In general, man is a social individual, he needs a social environment and live people to interact with to develop and manifest his genius, sooner or later he will return to the office, working from home seems attractive for the moment, but it has been proven that prolonged downtime lowers employee productivity. The office is the home of company culture and branding, it's an environment where everyone learns, shows results and they can be seen and rewarded, something that can't happen with working entirely from home. Most likely we'll end up with some sort of hybrid work model - a certain percentage home office, the rest of the time office work, which depending on the nature of the work will be different from company to company. Software is even currently being developed to determine how often and how often employees should visit offices, so that anti-epidemic measures can be met and office space can be maximised.

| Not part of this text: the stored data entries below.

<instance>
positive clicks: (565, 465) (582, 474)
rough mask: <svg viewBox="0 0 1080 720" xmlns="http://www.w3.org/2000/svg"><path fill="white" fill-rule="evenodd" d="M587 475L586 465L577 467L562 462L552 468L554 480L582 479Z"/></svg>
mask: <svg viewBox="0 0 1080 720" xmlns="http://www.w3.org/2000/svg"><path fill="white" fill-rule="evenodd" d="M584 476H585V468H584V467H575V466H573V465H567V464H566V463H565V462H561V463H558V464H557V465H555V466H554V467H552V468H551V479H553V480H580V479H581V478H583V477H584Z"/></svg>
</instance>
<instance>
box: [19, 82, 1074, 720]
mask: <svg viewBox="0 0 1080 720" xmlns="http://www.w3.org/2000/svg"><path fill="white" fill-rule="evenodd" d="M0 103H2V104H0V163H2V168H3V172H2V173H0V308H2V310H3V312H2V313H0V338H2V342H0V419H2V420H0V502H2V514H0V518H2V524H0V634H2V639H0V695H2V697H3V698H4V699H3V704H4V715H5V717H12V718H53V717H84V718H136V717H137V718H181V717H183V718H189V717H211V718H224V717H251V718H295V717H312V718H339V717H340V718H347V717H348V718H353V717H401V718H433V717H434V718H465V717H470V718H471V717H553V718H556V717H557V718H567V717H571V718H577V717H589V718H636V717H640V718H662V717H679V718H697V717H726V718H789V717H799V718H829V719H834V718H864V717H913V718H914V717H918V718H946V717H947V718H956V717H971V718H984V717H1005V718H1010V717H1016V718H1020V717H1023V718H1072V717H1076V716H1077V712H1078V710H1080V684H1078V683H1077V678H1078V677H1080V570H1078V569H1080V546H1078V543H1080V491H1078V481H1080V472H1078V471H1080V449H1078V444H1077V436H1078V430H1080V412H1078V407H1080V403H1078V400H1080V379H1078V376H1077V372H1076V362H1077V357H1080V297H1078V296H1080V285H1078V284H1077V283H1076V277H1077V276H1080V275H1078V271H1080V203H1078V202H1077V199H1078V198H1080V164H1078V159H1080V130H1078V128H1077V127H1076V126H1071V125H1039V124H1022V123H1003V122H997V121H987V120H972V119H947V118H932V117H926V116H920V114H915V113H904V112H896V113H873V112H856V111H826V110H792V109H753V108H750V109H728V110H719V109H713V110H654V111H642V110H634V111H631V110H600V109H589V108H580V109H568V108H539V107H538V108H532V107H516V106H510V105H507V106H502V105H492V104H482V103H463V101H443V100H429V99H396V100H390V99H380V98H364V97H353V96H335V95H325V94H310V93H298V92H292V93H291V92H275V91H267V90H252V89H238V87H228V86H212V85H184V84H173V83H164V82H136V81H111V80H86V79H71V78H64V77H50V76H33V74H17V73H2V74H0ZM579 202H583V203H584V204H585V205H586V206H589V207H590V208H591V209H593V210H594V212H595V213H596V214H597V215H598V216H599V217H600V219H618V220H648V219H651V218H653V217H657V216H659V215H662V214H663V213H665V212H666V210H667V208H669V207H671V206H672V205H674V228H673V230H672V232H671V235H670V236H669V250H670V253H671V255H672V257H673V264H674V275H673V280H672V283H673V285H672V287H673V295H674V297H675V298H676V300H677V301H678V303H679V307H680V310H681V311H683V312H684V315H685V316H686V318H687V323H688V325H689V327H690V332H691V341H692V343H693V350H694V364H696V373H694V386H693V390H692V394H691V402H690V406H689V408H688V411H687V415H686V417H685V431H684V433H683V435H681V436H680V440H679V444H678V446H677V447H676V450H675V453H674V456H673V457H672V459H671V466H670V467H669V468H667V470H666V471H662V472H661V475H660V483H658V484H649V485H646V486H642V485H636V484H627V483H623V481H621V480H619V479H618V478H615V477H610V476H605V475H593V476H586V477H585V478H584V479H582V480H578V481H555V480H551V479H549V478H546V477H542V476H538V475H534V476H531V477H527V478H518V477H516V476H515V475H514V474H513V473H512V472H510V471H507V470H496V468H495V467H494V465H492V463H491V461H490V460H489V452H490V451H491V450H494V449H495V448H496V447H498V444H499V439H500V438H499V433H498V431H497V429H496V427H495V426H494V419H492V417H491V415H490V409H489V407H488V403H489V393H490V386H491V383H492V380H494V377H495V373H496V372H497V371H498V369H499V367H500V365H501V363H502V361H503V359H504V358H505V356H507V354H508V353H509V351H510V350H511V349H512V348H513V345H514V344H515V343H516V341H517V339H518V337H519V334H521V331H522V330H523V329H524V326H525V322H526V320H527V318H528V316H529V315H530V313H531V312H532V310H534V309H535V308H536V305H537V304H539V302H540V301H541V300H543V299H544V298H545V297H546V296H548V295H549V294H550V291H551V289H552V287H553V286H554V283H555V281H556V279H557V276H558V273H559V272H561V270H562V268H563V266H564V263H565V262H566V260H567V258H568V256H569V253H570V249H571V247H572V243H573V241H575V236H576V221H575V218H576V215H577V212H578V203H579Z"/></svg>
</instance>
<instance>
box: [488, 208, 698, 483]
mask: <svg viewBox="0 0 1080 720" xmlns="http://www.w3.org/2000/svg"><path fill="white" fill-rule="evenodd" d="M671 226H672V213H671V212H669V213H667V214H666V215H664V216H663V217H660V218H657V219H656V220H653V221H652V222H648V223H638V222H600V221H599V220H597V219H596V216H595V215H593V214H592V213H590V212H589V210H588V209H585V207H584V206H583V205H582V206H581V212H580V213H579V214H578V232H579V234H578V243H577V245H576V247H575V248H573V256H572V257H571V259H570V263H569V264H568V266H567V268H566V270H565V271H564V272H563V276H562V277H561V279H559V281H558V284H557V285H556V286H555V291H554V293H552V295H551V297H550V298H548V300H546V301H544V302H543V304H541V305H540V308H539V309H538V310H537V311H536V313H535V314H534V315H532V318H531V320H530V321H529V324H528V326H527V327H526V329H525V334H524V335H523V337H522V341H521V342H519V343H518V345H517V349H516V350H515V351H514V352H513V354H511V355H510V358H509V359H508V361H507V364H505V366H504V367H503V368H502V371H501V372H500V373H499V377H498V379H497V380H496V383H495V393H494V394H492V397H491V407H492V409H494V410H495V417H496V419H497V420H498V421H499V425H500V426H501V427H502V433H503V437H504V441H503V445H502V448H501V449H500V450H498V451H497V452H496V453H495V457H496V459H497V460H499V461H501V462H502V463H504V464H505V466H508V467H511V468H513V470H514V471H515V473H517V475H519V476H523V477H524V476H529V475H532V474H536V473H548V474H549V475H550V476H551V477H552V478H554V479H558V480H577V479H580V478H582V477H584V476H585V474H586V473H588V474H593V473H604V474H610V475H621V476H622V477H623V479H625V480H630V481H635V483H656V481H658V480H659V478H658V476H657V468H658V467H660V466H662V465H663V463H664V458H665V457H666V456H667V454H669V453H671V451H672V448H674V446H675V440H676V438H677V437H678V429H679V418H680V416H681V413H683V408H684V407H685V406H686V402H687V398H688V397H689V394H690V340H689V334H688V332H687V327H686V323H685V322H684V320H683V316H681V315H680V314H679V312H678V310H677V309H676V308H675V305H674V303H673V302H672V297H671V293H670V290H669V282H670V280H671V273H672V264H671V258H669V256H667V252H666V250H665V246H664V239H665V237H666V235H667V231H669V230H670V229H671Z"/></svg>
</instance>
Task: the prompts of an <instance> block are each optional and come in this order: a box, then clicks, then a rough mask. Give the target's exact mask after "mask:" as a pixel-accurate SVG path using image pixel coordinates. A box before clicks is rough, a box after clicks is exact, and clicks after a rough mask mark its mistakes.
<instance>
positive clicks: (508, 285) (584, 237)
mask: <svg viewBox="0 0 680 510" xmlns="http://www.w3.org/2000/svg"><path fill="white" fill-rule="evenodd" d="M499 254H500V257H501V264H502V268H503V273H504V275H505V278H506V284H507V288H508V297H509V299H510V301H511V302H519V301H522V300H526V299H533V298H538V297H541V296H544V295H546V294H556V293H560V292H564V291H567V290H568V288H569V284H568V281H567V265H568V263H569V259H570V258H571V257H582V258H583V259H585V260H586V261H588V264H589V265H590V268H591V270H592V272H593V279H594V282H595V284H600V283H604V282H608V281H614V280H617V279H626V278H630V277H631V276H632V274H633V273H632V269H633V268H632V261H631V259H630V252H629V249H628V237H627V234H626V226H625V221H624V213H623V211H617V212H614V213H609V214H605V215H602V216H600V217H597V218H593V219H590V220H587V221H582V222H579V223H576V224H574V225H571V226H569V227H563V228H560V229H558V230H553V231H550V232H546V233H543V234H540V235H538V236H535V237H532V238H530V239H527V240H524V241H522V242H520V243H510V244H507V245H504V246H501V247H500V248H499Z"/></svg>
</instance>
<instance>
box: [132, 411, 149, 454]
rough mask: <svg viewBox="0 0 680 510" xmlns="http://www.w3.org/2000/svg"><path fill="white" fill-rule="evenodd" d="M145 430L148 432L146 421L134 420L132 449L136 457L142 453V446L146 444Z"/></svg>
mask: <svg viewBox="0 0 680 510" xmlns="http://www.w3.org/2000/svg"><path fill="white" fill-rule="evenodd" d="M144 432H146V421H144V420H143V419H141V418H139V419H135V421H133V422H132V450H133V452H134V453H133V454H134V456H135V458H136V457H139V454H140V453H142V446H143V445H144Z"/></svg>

For the cities and countries that are quickly dealing with the COVID virus, this is a great chance to take advantage of the situation and attract quality investors and staff to fill the new office buildings, thus realizing good returns and developing the infrastructure and the lives of their residents. And tenants who are quicker to make decisions about their business model and pinpoint the exact offices they need will be able to strike good deals to help them grow in the future.

I end with an optimistic statement from Damien Harrington, head of research for EMEA at Colliers. - "The market will recover, probably faster than expected, in H2 2021, although vacancy will increase, this will be mainly due to less attractive space coming to the market and demand and availability for prime space tightening, creating higher rents for prime space in the long term."